I put my hand up to block the dust devil that kicked up on the shoulder of the road. It swirled around, sucking up dried pine needles and gum wrappers, tossing them in the air in a kind of frantic dance. I looked up the road as far as the next switchback. “I sure hope that’s the top”, I mumbled. I’d been fighting this terrible crosswind for a couple of hours now, the day was growing old, and still, the summit was nowhere in sight. There was a stream that ran down through a crack in the rocks, and I drank greedily, and filled my water bottles, wiped the sweat from my brow then continued on. I’d given up trying to ride; the hill was just too steep, and for the last six or eight kilometers, I had been pushing my loaded-down bike up Cayoosh Pass. By the time I reached the next switchback, rain had begun to fall, then, the wind came out of the north, slowing my upward progress to a crawl. At this rate, it would take till midnight to reach the top. My legs were shaking, and my arms were sore. I was beat. A truck roared past and doused me with road slush. That’s it, I thought, time to quit for the day. I looked around for some place to camp. I peered at the road ahead. It wound up the flank of a high ridge through dense forest. On one side of the road, a steep, wooded bluff climbed into the clouds, on the other side, a cliff plummeted down hundreds of feet to Joffre Creek; I could hear its roar echoing through the woods. Up ahead, a dozen meters, I spotted a small turnout. The trees closed in tight around a gravel patch just big enough for one car; it looked like my tent would fit. I reached the turnout and, struggling with the wind, finally got my camp set up, then, I climbed into my sleeping bag. It wasn’t the best of camps. The place where I lay was pitched and rocky and just a few meters from the pavement. Plus, there was the whole thing with the bears. I’d been warned back in Pemberton to keep an eye out.
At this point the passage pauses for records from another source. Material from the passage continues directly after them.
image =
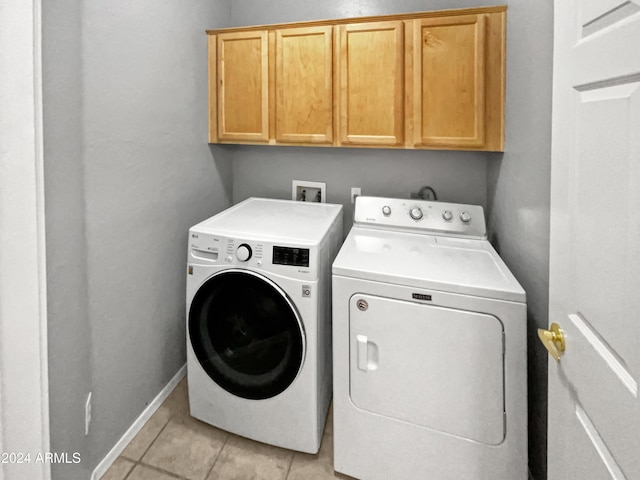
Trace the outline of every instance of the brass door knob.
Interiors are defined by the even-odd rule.
[[[560,325],[552,323],[549,330],[539,328],[538,337],[542,345],[544,345],[544,348],[549,350],[551,356],[559,361],[566,348],[564,332],[560,328]]]

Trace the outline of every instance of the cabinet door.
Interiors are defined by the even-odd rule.
[[[266,31],[218,35],[218,138],[269,140]]]
[[[485,143],[485,16],[415,20],[414,144]]]
[[[276,31],[276,140],[333,141],[333,28]]]
[[[340,143],[402,144],[402,21],[342,25],[339,68]]]
[[[218,43],[215,35],[207,35],[209,70],[209,143],[218,141]]]

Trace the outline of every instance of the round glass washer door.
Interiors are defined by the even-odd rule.
[[[200,287],[189,310],[189,338],[214,382],[252,400],[282,393],[304,361],[297,309],[278,285],[249,270],[224,270]]]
And it had all started out so well. The first two and a half days of riding through damp, green Western Canadian evergreen forests had been extremely pleasant. I had ridden out of Vancouver early on the morning of June 18. I’d pedaled across the Lions Gate Bridge then north to Squamish where I spent the night at a rock-climbing camp. I reached Whistler late the next afternoon, had a big dinner, then, camped a few kilometers north on the Soo River. My legs felt good, and I was starting to sense the rhythm of the road.
By late morning, I reached Pemberton, the last town for one hundred kilometers, and I rolled along beside milky lake Lillooet through a deep forest. Streams tumbled down past the road to feed a raging torrent that the highway followed up the mountain. I rounded the next corner and there it was: Cayoosh Pass. I was looking at a ten percent grade that climbed the ridge with no end in sight.
That had been many hours before, and now I awoke to stillness; the storm had passed.
I glanced at my watch, it was two a.m., I emerged from my tent to stretch. It was a clear night, and the Big Dipper pivoted around Polaris like a spoke in a wheel, the plane of the Milky Way shone vividly against velvet blackness, and I could almost count the stars.